それは告げないでおこうと決めたはずだ。言ったところでなにもならない。そんな虚言を使ってまで引き留めようとするなんてどうかしていると彼を余計に苛立たせるだけだ。得策ではない。
ダリアが黙っているのをいいことに、彼は更に続ける。
「それに君の家はぽっと出の地方の伯爵家に過ぎないけれど、向こうの家は千年以上の歴史と広大な土地を持つ、大貴族の侯爵家なんだよ。

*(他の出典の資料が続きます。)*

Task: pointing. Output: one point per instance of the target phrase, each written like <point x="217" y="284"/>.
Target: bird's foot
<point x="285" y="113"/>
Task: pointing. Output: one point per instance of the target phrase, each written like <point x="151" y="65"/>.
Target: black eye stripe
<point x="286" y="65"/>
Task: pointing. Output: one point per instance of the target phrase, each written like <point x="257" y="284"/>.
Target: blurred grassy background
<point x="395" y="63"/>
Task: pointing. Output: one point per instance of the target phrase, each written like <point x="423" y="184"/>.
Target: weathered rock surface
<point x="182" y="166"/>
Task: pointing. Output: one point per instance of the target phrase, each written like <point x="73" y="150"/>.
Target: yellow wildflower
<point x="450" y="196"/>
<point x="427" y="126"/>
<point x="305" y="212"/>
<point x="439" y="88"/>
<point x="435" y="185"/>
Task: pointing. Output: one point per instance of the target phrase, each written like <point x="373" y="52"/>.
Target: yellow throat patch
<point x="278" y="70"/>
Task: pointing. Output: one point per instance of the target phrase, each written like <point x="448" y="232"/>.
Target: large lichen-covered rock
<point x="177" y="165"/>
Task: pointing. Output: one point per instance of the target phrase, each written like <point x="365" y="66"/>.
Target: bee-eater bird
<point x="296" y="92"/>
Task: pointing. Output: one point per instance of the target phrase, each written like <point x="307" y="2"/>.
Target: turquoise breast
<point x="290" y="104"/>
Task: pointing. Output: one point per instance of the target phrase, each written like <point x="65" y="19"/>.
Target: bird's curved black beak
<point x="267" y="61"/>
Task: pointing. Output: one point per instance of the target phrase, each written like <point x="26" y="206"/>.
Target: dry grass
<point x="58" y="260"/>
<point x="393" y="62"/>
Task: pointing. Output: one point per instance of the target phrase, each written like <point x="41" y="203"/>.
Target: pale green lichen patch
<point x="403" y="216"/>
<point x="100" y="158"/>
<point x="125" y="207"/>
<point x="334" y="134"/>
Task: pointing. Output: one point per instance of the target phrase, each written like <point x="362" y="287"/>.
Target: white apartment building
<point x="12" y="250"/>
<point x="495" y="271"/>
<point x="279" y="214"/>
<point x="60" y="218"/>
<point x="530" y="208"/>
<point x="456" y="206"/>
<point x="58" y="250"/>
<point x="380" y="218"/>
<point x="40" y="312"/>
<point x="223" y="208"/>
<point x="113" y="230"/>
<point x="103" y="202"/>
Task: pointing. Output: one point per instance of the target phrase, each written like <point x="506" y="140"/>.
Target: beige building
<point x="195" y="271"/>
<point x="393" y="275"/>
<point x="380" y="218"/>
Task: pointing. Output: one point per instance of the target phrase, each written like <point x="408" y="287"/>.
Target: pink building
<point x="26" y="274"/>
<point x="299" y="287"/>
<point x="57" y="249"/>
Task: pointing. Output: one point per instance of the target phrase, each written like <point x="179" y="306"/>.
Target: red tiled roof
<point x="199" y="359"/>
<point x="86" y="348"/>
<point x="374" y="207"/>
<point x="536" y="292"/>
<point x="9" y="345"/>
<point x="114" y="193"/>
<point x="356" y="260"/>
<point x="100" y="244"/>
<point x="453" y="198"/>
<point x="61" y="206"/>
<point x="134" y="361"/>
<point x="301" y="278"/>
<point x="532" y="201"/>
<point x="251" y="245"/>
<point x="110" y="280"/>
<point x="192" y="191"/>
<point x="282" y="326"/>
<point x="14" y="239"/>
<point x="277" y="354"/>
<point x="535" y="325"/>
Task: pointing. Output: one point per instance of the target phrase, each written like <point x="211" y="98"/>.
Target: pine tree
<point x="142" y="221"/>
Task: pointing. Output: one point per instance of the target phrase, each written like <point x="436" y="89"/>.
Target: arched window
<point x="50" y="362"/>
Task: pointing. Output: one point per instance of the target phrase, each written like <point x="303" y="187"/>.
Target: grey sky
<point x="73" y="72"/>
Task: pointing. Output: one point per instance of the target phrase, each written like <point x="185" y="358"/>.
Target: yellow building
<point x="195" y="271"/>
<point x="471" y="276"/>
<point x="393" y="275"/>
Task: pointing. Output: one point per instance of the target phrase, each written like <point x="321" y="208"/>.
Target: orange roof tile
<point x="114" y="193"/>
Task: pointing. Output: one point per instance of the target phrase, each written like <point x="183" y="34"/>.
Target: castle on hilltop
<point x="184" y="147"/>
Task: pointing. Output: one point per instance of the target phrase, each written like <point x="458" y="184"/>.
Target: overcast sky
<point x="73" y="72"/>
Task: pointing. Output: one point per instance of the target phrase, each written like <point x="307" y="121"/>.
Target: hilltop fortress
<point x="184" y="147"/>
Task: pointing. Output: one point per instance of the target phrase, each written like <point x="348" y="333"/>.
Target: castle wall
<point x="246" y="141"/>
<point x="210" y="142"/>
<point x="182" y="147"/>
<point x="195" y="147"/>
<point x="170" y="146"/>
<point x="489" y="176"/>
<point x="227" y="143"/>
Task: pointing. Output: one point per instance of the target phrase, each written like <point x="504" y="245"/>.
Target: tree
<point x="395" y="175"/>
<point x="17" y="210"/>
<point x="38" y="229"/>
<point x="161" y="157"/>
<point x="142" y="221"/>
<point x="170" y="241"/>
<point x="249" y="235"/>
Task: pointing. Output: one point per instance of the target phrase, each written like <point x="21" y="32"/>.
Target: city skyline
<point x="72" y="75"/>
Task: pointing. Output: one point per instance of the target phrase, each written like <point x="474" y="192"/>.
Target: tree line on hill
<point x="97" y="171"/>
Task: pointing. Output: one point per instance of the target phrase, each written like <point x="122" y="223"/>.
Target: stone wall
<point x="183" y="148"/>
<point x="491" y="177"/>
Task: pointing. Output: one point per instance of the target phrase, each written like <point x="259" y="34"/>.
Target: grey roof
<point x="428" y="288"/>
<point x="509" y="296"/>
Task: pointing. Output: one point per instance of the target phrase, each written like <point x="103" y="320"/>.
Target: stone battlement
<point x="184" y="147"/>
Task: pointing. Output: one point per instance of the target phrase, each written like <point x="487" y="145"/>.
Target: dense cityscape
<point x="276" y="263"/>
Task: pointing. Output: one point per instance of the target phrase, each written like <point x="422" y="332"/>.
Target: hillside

彼女の父親は王宮で要職についている人で、彼女の兄は国王の側近で、国王の妹を妻としている。そんな大貴族の家の娘を愛人にするなんてあり得ない。確かに、子供がある身でありながらその母親を愛人として結婚することはある。それはその母親の身分が劣る場合だろう?」
「でも、できないことではないでしょう? あなたは、私と先に婚約していたのよ」
「おかしいよ、ダリア。どうしてそこまでしようとするんだ? あの、ダリアが? 信じられない」
「そうまでしても」
ダリアは一旦言葉を句切り、ルネの瞳を見つめながら告げる。
「そうまでしても、あなたと別れたくないのよ」
「無理だよ、ダリア。もう終わりなんだよ」
そう言ってルネは会計の紙を持って立ち上がり、店から出て行ってしまった。
その背中を見つめながら、もう彼の姿を見るのはこれで最後なのだろうと察していた。行かないで欲しい、と何度も言ったが、それでも彼は立ち去った。もう私にできることはなにもない。
「……プライドもなにも捨てて止めたのに、駄目ね。私もどうやら、思っていたより大したことないわ」
ダリアは独りごち、強く唇を噛んだ。